In 2018, we definitively won the right for Uber drivers to access regular unemployment (insurance), the same as other employees. We’ve been blasting it out to the drivers from pretty early on in March, that Uber drivers have a right to UI, and they should start applying the minute that they start to lose their work. We were also in touch with Congress members about the need for a disaster unemployment type of program for drivers who have been found to be independent contractors, like yellow cab lease drivers. We’ve been making a push for unemployment for drivers across the sector, regardless of who they’re driving for.
That 2018 decision you mention was a state labor board ruling that three Uber drivers – and others similarly situated – were employees for the purposes of unemployment insurance. You recently sent a letter to Uber CEO Dara Khosrowshahi, however, suggesting that Uber was hindering drivers’ ability to access that. What’s going on there?

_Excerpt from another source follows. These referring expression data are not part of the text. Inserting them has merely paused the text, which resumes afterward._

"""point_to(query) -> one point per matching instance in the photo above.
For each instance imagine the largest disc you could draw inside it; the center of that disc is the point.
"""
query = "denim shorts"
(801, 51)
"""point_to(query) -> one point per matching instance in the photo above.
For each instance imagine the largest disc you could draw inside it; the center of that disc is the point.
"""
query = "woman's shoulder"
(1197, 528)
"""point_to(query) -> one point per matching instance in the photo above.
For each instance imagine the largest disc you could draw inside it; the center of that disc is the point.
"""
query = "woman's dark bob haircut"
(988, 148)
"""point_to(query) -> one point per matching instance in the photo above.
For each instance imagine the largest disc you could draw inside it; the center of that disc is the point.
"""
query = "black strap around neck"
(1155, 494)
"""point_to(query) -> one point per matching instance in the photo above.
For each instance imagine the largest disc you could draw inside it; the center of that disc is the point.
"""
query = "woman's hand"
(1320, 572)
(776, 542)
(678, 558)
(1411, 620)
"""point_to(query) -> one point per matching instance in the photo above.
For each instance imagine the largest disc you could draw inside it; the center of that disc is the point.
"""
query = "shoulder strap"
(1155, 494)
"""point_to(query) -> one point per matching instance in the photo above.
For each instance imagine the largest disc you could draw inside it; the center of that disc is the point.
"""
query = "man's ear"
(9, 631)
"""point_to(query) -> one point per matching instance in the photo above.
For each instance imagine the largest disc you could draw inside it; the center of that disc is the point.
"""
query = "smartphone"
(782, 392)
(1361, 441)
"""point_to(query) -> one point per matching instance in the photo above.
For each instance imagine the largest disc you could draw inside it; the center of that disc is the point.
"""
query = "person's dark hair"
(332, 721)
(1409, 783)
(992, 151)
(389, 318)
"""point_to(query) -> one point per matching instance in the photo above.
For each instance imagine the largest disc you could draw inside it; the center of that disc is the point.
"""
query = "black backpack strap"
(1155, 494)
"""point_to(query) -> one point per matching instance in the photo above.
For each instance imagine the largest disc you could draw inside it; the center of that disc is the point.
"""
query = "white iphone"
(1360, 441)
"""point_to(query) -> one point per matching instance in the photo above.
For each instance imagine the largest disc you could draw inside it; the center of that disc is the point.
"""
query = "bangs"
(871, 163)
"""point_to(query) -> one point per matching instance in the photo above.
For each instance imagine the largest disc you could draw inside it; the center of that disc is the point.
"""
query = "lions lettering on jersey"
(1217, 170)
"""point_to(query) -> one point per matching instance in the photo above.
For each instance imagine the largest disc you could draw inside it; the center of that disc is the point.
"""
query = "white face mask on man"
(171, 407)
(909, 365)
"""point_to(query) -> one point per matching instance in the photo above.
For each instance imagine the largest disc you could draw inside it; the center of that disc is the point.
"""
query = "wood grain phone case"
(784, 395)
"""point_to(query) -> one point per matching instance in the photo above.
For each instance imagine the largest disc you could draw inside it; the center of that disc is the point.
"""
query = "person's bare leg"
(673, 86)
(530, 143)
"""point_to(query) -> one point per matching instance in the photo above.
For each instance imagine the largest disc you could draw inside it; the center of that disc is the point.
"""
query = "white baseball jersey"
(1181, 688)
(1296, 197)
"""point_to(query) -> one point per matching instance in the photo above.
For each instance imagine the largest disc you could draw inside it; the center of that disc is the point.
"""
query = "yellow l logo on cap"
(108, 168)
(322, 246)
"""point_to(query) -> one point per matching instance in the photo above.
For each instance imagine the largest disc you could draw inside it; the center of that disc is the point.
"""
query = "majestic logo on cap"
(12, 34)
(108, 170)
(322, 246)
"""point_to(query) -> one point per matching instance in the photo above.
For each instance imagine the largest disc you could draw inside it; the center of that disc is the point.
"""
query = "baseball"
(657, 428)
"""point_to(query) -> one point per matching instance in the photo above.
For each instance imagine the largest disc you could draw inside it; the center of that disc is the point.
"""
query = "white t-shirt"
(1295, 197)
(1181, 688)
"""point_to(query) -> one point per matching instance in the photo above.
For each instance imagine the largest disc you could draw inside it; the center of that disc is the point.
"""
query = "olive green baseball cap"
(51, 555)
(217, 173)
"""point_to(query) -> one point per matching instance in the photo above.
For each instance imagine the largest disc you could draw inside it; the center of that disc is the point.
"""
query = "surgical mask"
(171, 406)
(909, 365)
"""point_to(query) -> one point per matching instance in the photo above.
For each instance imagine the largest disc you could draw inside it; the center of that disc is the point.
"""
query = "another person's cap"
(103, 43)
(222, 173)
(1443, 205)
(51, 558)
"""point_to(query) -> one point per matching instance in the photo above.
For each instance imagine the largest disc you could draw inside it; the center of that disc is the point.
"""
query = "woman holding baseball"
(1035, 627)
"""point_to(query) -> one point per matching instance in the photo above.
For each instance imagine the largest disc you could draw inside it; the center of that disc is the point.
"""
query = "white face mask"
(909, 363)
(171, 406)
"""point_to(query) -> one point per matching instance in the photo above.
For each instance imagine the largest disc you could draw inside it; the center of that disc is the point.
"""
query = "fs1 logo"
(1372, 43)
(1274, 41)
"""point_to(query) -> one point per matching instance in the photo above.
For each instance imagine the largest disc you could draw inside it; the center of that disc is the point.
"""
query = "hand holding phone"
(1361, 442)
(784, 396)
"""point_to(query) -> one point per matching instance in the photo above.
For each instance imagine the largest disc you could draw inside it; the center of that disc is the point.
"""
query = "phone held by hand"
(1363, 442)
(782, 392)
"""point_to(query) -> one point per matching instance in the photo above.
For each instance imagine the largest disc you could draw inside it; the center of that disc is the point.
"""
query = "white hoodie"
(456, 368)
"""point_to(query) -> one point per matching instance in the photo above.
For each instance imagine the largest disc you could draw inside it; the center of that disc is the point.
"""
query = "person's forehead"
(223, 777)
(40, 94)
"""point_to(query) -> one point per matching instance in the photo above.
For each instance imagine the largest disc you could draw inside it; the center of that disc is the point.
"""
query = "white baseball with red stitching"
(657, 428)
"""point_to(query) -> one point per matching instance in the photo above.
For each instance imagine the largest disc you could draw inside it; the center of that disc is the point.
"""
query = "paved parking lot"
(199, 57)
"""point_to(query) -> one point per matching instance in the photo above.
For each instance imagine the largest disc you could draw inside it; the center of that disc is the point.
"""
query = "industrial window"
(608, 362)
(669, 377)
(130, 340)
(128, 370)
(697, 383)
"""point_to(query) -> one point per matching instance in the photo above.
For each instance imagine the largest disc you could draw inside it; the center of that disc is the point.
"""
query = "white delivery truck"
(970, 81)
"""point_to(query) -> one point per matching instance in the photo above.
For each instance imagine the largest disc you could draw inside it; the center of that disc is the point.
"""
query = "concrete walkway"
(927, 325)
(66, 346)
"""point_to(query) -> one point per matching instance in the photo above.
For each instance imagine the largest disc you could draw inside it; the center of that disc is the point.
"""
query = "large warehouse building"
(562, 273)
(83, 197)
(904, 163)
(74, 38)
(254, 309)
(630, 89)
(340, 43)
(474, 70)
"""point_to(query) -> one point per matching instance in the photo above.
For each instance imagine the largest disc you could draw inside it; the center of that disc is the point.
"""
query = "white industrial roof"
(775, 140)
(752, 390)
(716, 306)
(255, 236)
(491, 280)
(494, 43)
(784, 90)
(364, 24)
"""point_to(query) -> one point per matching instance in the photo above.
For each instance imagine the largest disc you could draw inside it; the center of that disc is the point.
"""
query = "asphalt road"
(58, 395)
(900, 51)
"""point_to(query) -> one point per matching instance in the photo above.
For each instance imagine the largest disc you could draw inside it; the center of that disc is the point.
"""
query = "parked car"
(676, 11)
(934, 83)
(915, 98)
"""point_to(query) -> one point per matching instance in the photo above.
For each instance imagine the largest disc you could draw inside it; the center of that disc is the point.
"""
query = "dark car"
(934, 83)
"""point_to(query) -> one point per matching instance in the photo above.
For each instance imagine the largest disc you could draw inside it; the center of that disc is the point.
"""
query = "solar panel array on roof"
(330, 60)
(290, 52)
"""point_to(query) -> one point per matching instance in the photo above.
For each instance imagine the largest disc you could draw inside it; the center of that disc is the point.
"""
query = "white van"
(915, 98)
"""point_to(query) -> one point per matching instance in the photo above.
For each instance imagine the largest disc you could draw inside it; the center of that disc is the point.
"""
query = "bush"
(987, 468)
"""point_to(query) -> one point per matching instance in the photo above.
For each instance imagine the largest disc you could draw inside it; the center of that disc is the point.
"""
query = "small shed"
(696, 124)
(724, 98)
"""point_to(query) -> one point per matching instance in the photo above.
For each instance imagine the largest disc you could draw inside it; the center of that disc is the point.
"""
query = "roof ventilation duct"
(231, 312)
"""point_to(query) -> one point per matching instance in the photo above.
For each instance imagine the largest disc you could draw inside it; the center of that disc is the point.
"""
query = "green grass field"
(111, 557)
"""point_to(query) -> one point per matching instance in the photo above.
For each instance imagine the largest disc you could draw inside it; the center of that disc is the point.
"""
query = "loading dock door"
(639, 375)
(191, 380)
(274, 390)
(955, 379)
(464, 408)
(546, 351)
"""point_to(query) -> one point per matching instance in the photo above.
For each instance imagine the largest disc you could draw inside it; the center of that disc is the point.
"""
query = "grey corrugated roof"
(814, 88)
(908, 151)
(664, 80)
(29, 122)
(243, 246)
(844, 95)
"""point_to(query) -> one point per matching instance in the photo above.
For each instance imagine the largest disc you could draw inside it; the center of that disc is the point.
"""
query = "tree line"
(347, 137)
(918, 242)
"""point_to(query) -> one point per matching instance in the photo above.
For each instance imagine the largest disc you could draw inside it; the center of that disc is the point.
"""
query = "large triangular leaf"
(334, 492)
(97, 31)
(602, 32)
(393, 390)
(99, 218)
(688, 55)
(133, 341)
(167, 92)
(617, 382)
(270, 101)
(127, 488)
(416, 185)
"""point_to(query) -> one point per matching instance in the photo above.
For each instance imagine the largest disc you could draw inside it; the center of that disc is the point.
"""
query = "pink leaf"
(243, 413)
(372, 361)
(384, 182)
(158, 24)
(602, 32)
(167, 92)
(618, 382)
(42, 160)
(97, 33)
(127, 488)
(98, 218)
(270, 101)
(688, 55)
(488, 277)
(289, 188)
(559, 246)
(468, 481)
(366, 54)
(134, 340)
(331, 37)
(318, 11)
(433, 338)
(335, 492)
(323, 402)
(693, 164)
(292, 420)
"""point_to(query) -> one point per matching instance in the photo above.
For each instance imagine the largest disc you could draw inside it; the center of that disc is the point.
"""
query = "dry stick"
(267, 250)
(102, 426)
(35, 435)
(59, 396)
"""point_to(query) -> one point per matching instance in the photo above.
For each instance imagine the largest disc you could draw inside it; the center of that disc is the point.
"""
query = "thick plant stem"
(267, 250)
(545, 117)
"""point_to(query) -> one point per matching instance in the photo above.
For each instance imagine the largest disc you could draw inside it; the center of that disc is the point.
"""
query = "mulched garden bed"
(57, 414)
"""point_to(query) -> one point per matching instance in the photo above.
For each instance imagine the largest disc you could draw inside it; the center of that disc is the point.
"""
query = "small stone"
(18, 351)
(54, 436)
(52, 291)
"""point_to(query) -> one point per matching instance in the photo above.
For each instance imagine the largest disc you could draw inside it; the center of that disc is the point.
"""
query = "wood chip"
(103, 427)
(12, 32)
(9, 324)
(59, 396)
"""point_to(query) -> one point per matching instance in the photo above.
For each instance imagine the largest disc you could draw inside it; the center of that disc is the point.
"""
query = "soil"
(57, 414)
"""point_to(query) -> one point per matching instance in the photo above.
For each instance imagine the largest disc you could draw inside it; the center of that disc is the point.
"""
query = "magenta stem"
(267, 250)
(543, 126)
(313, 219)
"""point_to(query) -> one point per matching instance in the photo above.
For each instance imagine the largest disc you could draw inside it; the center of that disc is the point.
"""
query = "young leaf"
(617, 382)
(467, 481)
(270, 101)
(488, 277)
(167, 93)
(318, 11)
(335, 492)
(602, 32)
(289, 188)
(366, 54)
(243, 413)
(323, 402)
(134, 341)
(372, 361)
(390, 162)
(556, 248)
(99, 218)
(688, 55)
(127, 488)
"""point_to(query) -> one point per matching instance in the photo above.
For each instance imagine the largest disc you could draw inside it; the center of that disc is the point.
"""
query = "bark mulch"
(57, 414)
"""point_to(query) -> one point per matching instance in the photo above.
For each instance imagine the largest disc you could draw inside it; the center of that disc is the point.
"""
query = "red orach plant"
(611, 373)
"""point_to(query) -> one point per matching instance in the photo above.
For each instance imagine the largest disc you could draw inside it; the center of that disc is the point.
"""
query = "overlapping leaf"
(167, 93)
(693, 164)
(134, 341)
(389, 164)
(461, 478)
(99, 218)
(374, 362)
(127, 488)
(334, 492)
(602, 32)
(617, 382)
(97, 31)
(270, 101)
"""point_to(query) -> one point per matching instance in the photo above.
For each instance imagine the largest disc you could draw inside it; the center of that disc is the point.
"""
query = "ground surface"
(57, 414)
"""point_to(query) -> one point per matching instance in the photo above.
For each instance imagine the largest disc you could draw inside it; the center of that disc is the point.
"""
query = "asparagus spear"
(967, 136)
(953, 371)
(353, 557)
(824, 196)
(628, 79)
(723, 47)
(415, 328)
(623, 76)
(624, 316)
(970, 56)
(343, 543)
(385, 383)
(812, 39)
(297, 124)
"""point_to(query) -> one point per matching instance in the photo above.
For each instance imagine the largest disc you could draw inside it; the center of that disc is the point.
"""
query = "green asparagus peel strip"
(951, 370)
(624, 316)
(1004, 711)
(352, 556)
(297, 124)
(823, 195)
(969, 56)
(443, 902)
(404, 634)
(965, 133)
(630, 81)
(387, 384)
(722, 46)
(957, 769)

That ruling has been the law since 2018. Uber, meanwhile, has not complied by not submitting earnings data on behalf of drivers. What happens is when you file for unemployment insurance, they ask you about your earnings in order for the Department of Labor to assess what benefit rate you’re entitled to. They need that data. When they ask you for that data, right now, you have to fax them those documents. You as a driver have to go out into the public, find a place where you can print your stuff and then pay to have it faxed. As opposed to an employee like myself – if I were to file for unemployment, the data would already be on file with the Department of Labor, and the Department of Labor can process my claim and start to send me my payment. But in the case of Uber drivers, because Uber has not complied, in the past it’s taken as much as three months on average for drivers to have their applications be completed and receive their benefit. (Asked to comment on that claim, Uber spokesman Harry Hartfield responded in a statement: “We immediately agreed to provide data after the state asked us about a week ago. Any claims to the contrary are inaccurate.”)
You mentioned that part of what the New York Taxi Workers Alliance is doing right now is continuing political fights on behalf of drivers. What policies or actions would you like to see taken by the city or state to respond to this crisis?
For Uber and Lyft drivers, it’s absolutely about implementing regular unemployment, processing those claims immediately, exercising the state’s authority under the law to require Uber to immediately turn over the earnings data. On the yellow cab side, we need there to be a universal suspension of medallion mortgage payments by the lenders. They’re never going to be able to collect that money. But what they’re doing is putting the burden on the owner-drivers to call the lenders one by one to explain to them why they cannot pay their mortgages right now. Everybody under the sun knows why a New York City yellow cab owner-driver cannot afford to pay their mortgage right now. They can barely afford their groceries. So we need a universal cancellation of the mortgages. The federal government also needs to be ordering lenders to negotiate debt forgiveness for borrowers.
Any other steps you’d like to see taken to protect drivers’ health or finances?
The other thing that’s important for all drivers is absolutely a rent freeze – a rent and mortgage freeze across the board for the state.
Do you mean a freeze just for those drivers who have been affected by coronavirus, who can point to losing business because of it?
Losing business, losing income, yes. And then “Medicare for All.” There are many drivers who don’t have health insurance who are experiencing this pandemic. Especially in a state like New York, we need to ensure that the rights of all our people are protected, regardless of immigration status.